Aerospace and defence is also among those most concerned about the rules of origin of a future EU UK free trade agreement. The industry is worried it could lose the benefits of the EU’s Inward Processing Relief regime, by which the industry can import parts and components of products that are re-exported. In a free trade agreement with the EU, rules of origin would be “a particular challenge”, for the sector the House of Lords report says.
Industry representatives want the UK to remain in the European Aviation Safety Agency.
Non EU FTAs – priority in EU neighbourhood and Korea
Almost all industrial sectors interviewed by the Lords want the government to preserve as a first priority the benefits of the EU’s free trade agreement with Korea – this is particularly important to pharma and chemicals, capital goods and machinery, food and beverages, and autos.
Industry also wants to replicate the EU’s arrangement with Switzerland (a complex set of trade agreements, within the EFTA framework) – this is the case for pharma and chemicals, and capital goods and machinery.
Capital goods and machinery also want the UK to prioritise relations with Turkey – with which the EU is in a customs union -, and Mexico, which which the EU has an FTA in force that is currently being upgraded.
Britain’s food and beverages industry insists on preserving EU Africa Caribbean Pacific trade arrangements, including the South African EPA that was signed in 2016. The sector would also welcome “future trade deals with Canada, Vietnam, North Africa, the US, China, and Japan”, the report says.
Is the government listening?
The government for its part has said almost nothing on these precise topics. The only concrete information we obtain on ideas for rules of origin, is that the government is considering North American Free Trade Area or NAFTA style ‘diagonal cumulation’ for supply chains.

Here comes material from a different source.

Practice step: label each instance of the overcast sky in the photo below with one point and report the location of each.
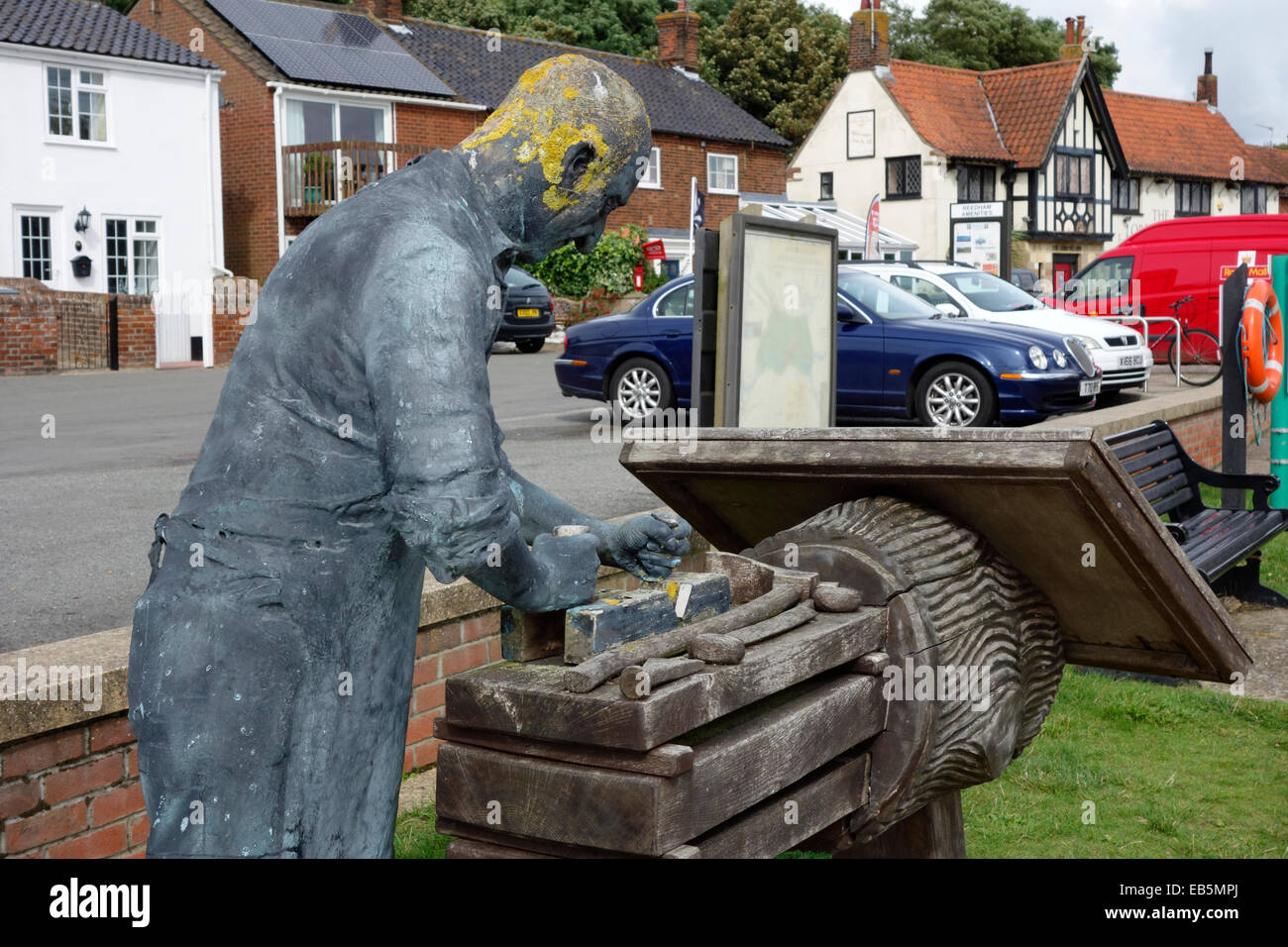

On standards, the government is considering conformity assessment arrangements similar to those in place between the EU and Switzerland, or between the EU and Canada, namely its regulatory cooperation forum, we learn in the report.
On the issue of whether to remain in EMA and EASA, Lord Bridges – who recently left the DExEU – is cited in the report as telling the House of Lords that the government was considering each EU regulatory agency individually and that it would look to “continue to play some sort of role” in some agencies.
Meanwhile, the UK government has established working groups on trade with Australia, China, Israel, India, New Zealand Norway, Turkey, South Korea, the Gulf Cooperation Council, and has announced regular talks with the United States.
What the UK government intends to do with Turkey and Norway (EEA) remains very unclear. In the spring 2017, Liam Fox visited the Philippines, Malaysia and Indonesia – none of these are countries cited as of immediate concern by businesses.
There are signs the government is hearing business on Africa: DIT has started to talk to SACU about the future of UK relationships with the southern African trade bloc this month, and announced this spring that it would maintain the EU’s trading relationships with least-developed countries (anything-but-arms trade preferences). Whether it will maintain the current EU General System of Preferences remains however unclear, despite the importance the food and drinks industry has placed on it.